その2人を、リー・ラナルド(Lee Ranaldo)とスティーヴ・シェリー(Steve Shelley)の2人が、主に演奏面で支えているという構図です。
リーはボーカル面の貢献も大きいですね。
またキムはベーシスト以外でも、ボーカリストとして存在感を放っています。
彼女のボーカルは決して甘くはなく、彼らの音楽に含まれる切迫感を表現していました。
また彼女はファッション面でも際立った存在で、このバンドがヒップという印象を与える影の立役者でした。
現在サーストンとキム夫妻は離婚しています。
確かにこの2人のどちらが抜けても、ソニック・ユースとはいえないと思います。
5位「Dirty Boots」(アルバム:GOO)
■曲名:Dirty Boots
■曲名邦題:ダーティ・ブーツ
■アルバム名:GOO
■アルバム名邦題:GOO
■動画リンク:「Dirty Boots」
メジャー・レーベル移籍後の第一弾です。
彼らはメジャーと契約する際、特に創作の自由を重視したようです。
そのせいか、このアルバムはインディーズ時代と比べて本来の魅力が失われていません。
そのそもこのアルバム・ジャケットはシリアル・キラーの2人、モリーン・ヒンドレーとデヴィッド・スミスの写真をイラスト化したものです。
よくこんなジャケットを許可したなと思いますが、単にレーベルは知らなかっただけかもしれません。

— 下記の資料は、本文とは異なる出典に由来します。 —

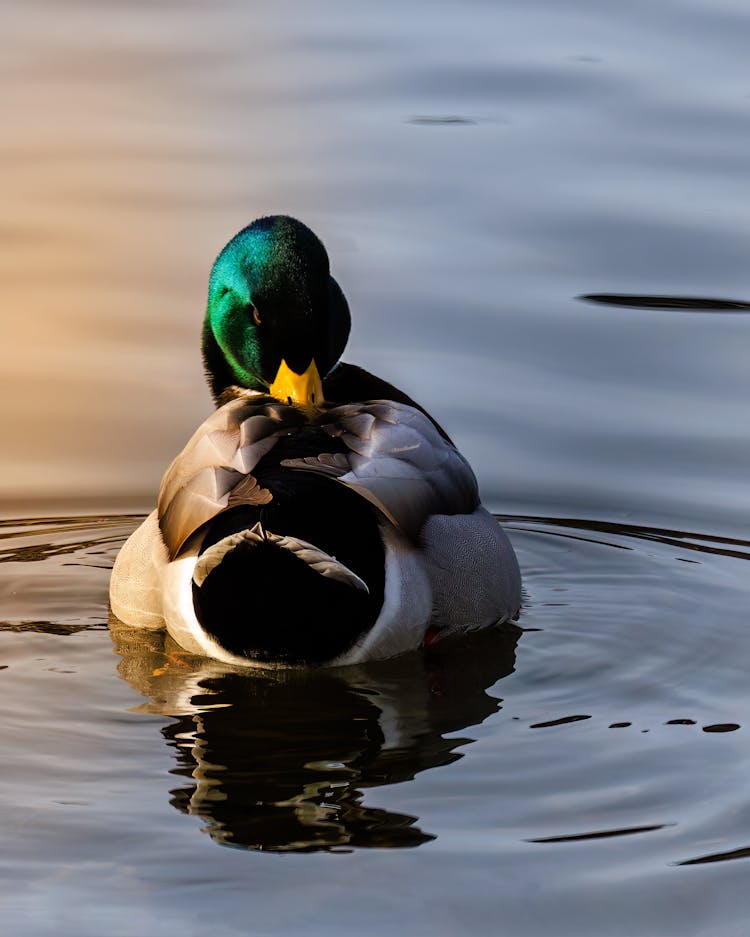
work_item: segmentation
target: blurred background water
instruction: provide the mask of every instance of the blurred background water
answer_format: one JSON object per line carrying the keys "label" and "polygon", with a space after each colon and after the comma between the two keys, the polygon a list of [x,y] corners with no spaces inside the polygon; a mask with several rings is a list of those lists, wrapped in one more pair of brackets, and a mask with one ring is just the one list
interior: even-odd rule
{"label": "blurred background water", "polygon": [[[9,932],[745,933],[750,318],[698,300],[750,301],[746,4],[2,6]],[[112,653],[210,265],[272,212],[506,517],[523,632]]]}

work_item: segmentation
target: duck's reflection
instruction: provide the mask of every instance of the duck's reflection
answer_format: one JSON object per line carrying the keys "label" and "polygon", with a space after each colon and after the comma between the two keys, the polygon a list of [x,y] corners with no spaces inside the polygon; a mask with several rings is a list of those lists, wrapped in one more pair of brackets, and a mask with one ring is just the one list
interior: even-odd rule
{"label": "duck's reflection", "polygon": [[112,621],[121,676],[176,717],[163,730],[184,782],[172,804],[218,843],[248,849],[418,846],[417,817],[364,806],[363,790],[461,757],[451,737],[495,712],[487,693],[513,670],[504,626],[424,654],[340,670],[238,672],[162,634]]}

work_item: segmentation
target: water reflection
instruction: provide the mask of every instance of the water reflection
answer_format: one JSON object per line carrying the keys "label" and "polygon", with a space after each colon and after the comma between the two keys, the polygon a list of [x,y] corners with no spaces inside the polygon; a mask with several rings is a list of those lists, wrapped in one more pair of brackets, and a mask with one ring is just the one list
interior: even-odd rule
{"label": "water reflection", "polygon": [[741,299],[712,299],[706,296],[637,296],[631,293],[584,293],[587,303],[636,309],[682,309],[688,312],[750,312]]}
{"label": "water reflection", "polygon": [[[501,700],[515,626],[425,654],[341,670],[247,672],[184,654],[162,634],[110,623],[120,675],[172,715],[162,730],[182,783],[171,803],[222,845],[271,851],[418,846],[418,817],[363,803],[461,757],[456,738]],[[446,738],[447,734],[450,738]]]}

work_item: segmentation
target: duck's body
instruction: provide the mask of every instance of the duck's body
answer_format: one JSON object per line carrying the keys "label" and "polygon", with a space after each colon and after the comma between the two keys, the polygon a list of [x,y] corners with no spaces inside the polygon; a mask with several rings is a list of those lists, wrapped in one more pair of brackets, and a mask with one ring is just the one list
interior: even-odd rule
{"label": "duck's body", "polygon": [[118,618],[227,662],[337,665],[517,613],[471,468],[403,392],[337,365],[348,323],[304,225],[261,219],[225,248],[203,338],[220,406],[118,556]]}

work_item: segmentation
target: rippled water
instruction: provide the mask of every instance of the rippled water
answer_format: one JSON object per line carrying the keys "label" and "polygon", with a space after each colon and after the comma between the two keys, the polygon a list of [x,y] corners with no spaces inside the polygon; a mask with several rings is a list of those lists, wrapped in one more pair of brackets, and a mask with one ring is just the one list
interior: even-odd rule
{"label": "rippled water", "polygon": [[[8,19],[8,933],[744,934],[750,12]],[[328,245],[347,359],[471,459],[518,629],[248,676],[109,622],[210,408],[211,260],[271,211]]]}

ともあれ、このアルバムから彼らは広く知られる存在になりました。
次作「ダーティ(Dirty)」からも、1曲ご紹介しておきましょう。
幸先の良いメジャー・デビューだったと思います。
6位「Incinerate」(アルバム:Rather Ripped)
■曲名:Incinerate
■曲名邦題:インシネレイト
■アルバム名:Rather Ripped
■アルバム名邦題:ラザー・リップト
■動画リンク:「Incinerate」
彼らは「Sonic Nurse」あたりからポップ路線に移行し始めました。
中でも、ついにここまで来たかと思ったのがこの曲。
ただ聞けばお分かりいただけるように、決して悪い曲ではありません。
それどころか名曲といえる出来です。
ポップな曲が好きな方は「Sonic Nurse」「Rather Ripped」「ジ・エターナル(The Eternal)」あたりがおすすめです。
しかし初期にこだわる立場からすると、いささかポップすぎるような感じがしないでもありません。

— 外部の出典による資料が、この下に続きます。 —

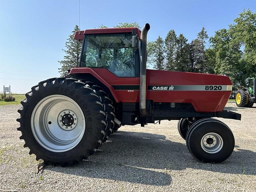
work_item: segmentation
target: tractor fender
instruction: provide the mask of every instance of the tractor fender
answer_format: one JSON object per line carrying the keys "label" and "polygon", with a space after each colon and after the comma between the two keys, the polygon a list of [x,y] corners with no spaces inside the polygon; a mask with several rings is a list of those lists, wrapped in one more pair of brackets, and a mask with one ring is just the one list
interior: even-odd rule
{"label": "tractor fender", "polygon": [[[78,76],[81,77],[82,79],[86,79],[88,81],[96,82],[94,82],[102,86],[108,92],[109,94],[110,94],[117,103],[120,101],[118,97],[116,95],[115,92],[115,90],[112,86],[108,84],[105,80],[104,80],[100,76],[97,74],[94,71],[90,68],[72,68],[68,74],[69,75]],[[88,78],[88,79],[86,77]]]}

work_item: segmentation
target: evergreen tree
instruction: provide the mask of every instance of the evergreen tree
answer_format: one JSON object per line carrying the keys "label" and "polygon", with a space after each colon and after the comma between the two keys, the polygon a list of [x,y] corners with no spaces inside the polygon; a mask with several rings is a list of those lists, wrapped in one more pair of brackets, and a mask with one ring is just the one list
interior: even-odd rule
{"label": "evergreen tree", "polygon": [[154,52],[155,49],[155,43],[154,41],[148,41],[147,42],[147,67],[154,67],[154,61],[155,60]]}
{"label": "evergreen tree", "polygon": [[118,25],[114,26],[115,28],[122,28],[125,27],[136,27],[140,28],[140,27],[136,22],[133,23],[119,23]]}
{"label": "evergreen tree", "polygon": [[171,71],[174,69],[176,41],[177,36],[175,32],[173,30],[170,30],[164,41],[166,48],[166,70]]}
{"label": "evergreen tree", "polygon": [[163,39],[160,36],[154,42],[153,61],[154,68],[158,70],[164,70],[164,44]]}
{"label": "evergreen tree", "polygon": [[189,72],[199,72],[197,66],[200,61],[201,52],[200,42],[198,39],[192,40],[189,44],[189,65],[187,71]]}
{"label": "evergreen tree", "polygon": [[205,43],[206,40],[208,39],[207,32],[205,30],[204,27],[203,27],[201,31],[197,35],[197,38],[200,42],[200,52],[199,54],[199,60],[198,61],[197,68],[199,72],[203,73],[205,73]]}
{"label": "evergreen tree", "polygon": [[244,10],[234,22],[229,29],[230,43],[243,50],[247,77],[256,76],[256,13]]}
{"label": "evergreen tree", "polygon": [[82,44],[74,39],[74,35],[76,32],[79,30],[78,26],[76,25],[66,42],[65,46],[66,49],[62,49],[66,54],[64,59],[58,61],[61,66],[58,69],[62,76],[64,76],[65,73],[67,72],[68,69],[78,66]]}
{"label": "evergreen tree", "polygon": [[189,66],[189,48],[188,40],[180,34],[176,41],[174,69],[178,71],[187,71]]}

昔の彼らは未完成だったけれど、可能性を感じる音楽でした。
逆に晩年の彼らは完成されていましたが、可能性が狭まってきたかもしれません。
しかし音楽的には常に充実していました。
7位「Free City Rhymes」(アルバム:NYC Ghosts & Flowers)
■曲名:Free City Rhymes
■曲名邦題:フリー・シティ・ライムス
■アルバム名:NYC Ghosts & Flowers
■アルバム名邦題:NYC ゴースツ&フラワーズ
■動画リンク:「Free City Rhymes」
この曲は、ジム・オルーク(Jim O’Rourke)が参加したことが大きな話題を呼びました。
彼らは音響面に強味があるバンドです。
特に初期の「コンフュージョン・イズ・セックス(Confusion Is Sex)」「バッド・ムーン・ライジング(Bad Moon Rising)」「Evol」では音響面が魅力でした。

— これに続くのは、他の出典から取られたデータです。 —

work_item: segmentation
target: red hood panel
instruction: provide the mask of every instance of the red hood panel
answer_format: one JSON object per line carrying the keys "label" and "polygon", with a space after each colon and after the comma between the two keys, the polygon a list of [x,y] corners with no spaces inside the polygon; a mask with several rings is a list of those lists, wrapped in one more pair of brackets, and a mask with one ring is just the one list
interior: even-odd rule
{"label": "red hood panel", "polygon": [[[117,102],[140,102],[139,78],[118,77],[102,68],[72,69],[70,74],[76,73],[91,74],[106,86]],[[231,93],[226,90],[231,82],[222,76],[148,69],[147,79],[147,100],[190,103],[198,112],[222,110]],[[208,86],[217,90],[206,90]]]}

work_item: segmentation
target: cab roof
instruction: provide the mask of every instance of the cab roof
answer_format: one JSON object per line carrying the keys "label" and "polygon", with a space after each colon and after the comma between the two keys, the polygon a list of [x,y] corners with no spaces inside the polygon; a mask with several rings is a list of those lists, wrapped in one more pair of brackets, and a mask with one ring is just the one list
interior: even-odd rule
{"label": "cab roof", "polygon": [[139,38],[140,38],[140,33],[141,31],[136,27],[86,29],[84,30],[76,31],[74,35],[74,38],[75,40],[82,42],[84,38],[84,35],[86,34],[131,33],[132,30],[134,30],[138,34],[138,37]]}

その意味でジム・オルークとは、相性の良い組み合わせだったと思います。
この曲は音響面ですぐれた名曲です。
彼らはアルバムによって「激しい」「美しい」「ポップ」のバランスが異なります。
このアルバムや次作の「ムーレイ・ストリート(Murray Street)」は「美しい」の比率が大きいように感じます。
ただセールス的には苦戦し、後にポップ路線に移行する伏線となったかもしれません。
8位「Computer Age」(アルバム:Bridge: Tribute Neil Young)
■曲名:Computer Age
■曲名邦題:コンピューター・エイジ
■アルバム名:Bridge: Tribute Neil Young
■動画リンク:「Computer Age」
ニール・ヤングのトリビュート・アルバムからの曲です。
オリジナルも引用しておきましょう。
彼らが解散することになった原因は、サーストンの不倫です。
キムの証言をご紹介しましょう。
『まずはもう片方の女を切り捨てて、その後、わたしがどうしたいのかと決めるところまでさえ行けなかったのね』とキムは振り返っている。
『サーストンは彼女との二重生活をずっと繰り広げていたわけ。本当にまるで心ここにあらずという感じだったわ』。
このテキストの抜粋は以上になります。